Снова взял вересаевский сборник «Пушкин в жизни», предъюбилейное издание 1936 года, дивный двухтомник в твёрдых обложках, синих, с барельефами поэта как бы слоновой кости на каждом. Оба тома распухли от моих многолетних закладок, где ни открой, — зачитаешься, видишь Пушкина в жизни…
В Михайловском, где я бываю каждый год, от обид было не укрыться.
«Всемилостивейший государь! В 1824 году, имев несчастье заслужить гнев покойного императора легкомысленным суждением касательно афеизма, изложенным в одном письме, я был выключен из службы и сослан в деревню, где и нахожусь под надзором губернского начальства. …здоровье моё и аневризма давно уже требуют постоянного лечения… осмеливаюсь всеподданнейше просить позволения ехать для сего или в Москву, или в Петербург, или в чужие края…»
«Покойный император в 1824 году сослал меня в деревню за две строчки нерелигиозные, — других художеств за собой не знаю…» Это — Плетнёву…
«Гонимый шесть лет сряду, замаранный по службе выключкою, сосланный в глухую деревню за две строчки перехваченного письма, я, конечно, не мог доброжелательствовать покойному царю… Но никогда я не проповедовал ни возмущений, ни революций, — напротив». Это — Дельвигу.
Обида не испарилась. «Я теперь во Пскове, и молодой доктор спьяна сказал мне, что без операции я не дотяну до 30 лет. Не забавно умереть в Опоческом уезде…Что мне в России делать?» Плетнёву.
Унизили… Унизили и продолжают держать в унижении… Больно.
А.Н. Вульф пишет в дневнике, что Пушкин обещал непременно написать «историю Петра I, а александрову — пером Курбского!..»
Да, всё давно известно, но представьте себе заново, господа читатели, почувствуйте!.. Ставлю спектакль по мотивам пушкинской «Истории Петра»…
Не перенёсший обид и страстей, — я таких не встречал, — не может вообразить, как неотступно витает крылатая смерть над освещённой коробкой сцены, каким зорким оком высматривает она очередного подранка. Обида — вот смертельная наша болезнь, её растущая опухоль сажает актёрские голоса, затмевает взоры, пожирает ткани и кости...
— Завтра, нет, 8-го ложусь, — сказал Заблудовский 6 ноября 2010 года.
— Что тебе сказали, это — консервативное лечение?
— Не знаю.
— Но оперировать не будут?
— Может быть.
— Эту шишечку?
— Наверное.
— Взял с собой что читать?
— Нет, не хочу. Лежу — хорошо, сижу — нормально, встать трудно…
— Маленький телевизор?
— Нет.
— Тогда — школьную тетрадку, записывать мысли, случаи… Тебе принести?..
— Ладно, Воля, не трепись…
— Я вышел — ты ложишься, ты выйдешь — мне идти.

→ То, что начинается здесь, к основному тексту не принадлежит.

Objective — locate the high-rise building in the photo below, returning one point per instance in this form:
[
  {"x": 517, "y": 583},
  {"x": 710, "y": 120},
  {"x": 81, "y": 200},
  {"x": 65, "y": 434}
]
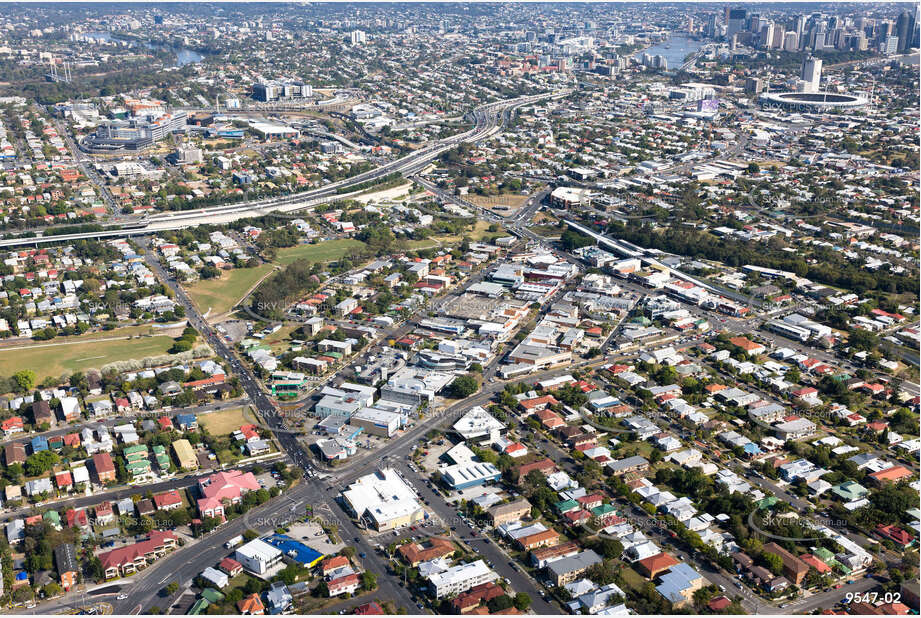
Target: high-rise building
[
  {"x": 777, "y": 41},
  {"x": 903, "y": 30},
  {"x": 767, "y": 36},
  {"x": 754, "y": 85},
  {"x": 736, "y": 21},
  {"x": 712, "y": 29},
  {"x": 811, "y": 73},
  {"x": 890, "y": 46}
]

Будь оптимистом.
— Конечно, Воля.
— С Богом, Изилёк…
Я был у него в Институте гематологии, 2-я Советская, 26, хирургическое отделение, палата восемь. 7 декабря он играл в театре, а 15-го был назначен наш спектакль «Роза и крест» в Малом драматическом.
— Играю до последнего, — сказал он.
— Слушай, — сказал я. — Давай я отменю 15-е, перенесём, разберёмся.
— Нет, Воля, нет, ни в коем случае!.. Не так много у меня спектаклей, чтобы ещё отменять!.. Спектакли меня держат…
Пятнадцатого все участники «Розы и креста» не отходили от закулисных телевизоров. Перед началом, увидев его, я сказал:
— Изилёк, давай я выйду перед занавесом, скажу слова и отменю, перенесу…
— Воля, не делай этого, я хочу играть.
И он играл. Чуть потише, чем обычно, но внятно и правдиво. Ребята, уходя и не уходя со сцены, собирались в кулисах. Они помнят до сих пор, что, когда Гаэтан Заблудовского сказал своё «Но трижды прекрасна жизнь», глаза у них были на мокром месте.
Подошли к «майским календам» и песне Гаэтана. Его пошатывало, и, обнимая за плечи, я осторожно вывел его вперёд. Песню Странника он читал тихо и бескрасочно, словно находясь на границе миров. «Мчится мгновенный век, / Снится блаженный брег!» Это был его последний выход в спектакле и в жизни.
«Мира восторг беспредельный / Сердцу певучему дан. / В путь роковой и бесцельный / Шумный зовёт океан…»
Я отвозил его до дому, и всю дорогу к себе слышал его голос: «Всюду беда и утраты… / Что тебя ждёт впереди?.. / Ставь же свой парус косматый, / Меть свои крепкие латы / Знаком креста на груди!..»
На следующий день в тот же институт его должен был отвезти театральный водитель, но Заблудовский поехал сам на городском транспорте.